2.3.5 PERTIMBANGAN GERONTOLOGI
Penurunan secara bertahap dalam fungsi pernapasan yang dimiliki pada masa dewasa
pertengahan dan mempengaruhi struktur juga fungsi pernapasan. Selama penuaan (40 tahun dan lebih
tua), perubahan yang terjadi dalam alveoli mengurangi area permukaan yang tersedia untuk pertukaran
oksigen dan karbondioksida. Pada usia sekitar 50 tahun, alveoli mulai kehilangan elastisitasnya.

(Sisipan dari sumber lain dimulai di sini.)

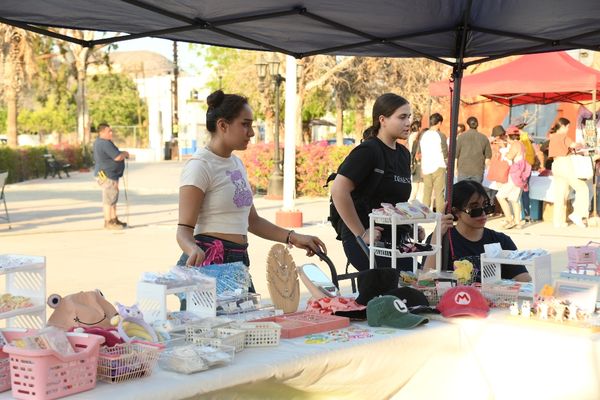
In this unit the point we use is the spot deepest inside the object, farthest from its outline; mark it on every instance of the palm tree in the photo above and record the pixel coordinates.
(18, 64)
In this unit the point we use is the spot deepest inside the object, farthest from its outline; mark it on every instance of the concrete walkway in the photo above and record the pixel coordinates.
(62, 220)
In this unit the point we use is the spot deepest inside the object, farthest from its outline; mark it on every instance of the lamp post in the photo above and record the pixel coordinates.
(275, 189)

Penebalan kelenjar bronkial juga meningkat sejalan dengan pertambahan usia. Kapasitas vital paru
mencapai tingkat maksimal pada usia 20-25 tahun dan menurun setelah sepanjang kehidupan. Penurunan
kapasitas vital paru terjadi sejalan dengan kehilangan mobilitas dada, dengan demikian membatasi aliran
tidal udara. Perubahan ini mengakibatkan penurunan usia kapasitas difusi oksigen sejalan dengan
peningkatan usia menghasilkan oksigen erndah dalam sirkulasi arteri.
Meskipun terjadi perubahan ini tidak adanya penyakit pulmonal kronis, lansia tetap dapat
melakukan aktivitas kehidupan sehari-hari, tetapi mungkin mengalami pengurangan toleransi terhadap
aktivitas yang berkepanjangan atau olahraga yang berlebihan dan mungkin membutuhkan istirahat
setelah melakukan aktivitas yang lama dan berat.
2.3.6 KOMPLIKASI
1. Emfisema
Bila asma sering terjadi dan telah berlangsung lama, mengakibatkan perubahan bentuk thorak.
2. Atelaksitas
Bila secret banyak dan kental, salah satu bronkus dapat tersumbat.
3. Bronkotaksis
Bila atelaksitas berlangsung lama.
4. Bronkopneumoni
Bila ada infeksi.
5. Kegagalan nafas dan kegagalan jantung bila asma tidak ditolong dengan semestinya.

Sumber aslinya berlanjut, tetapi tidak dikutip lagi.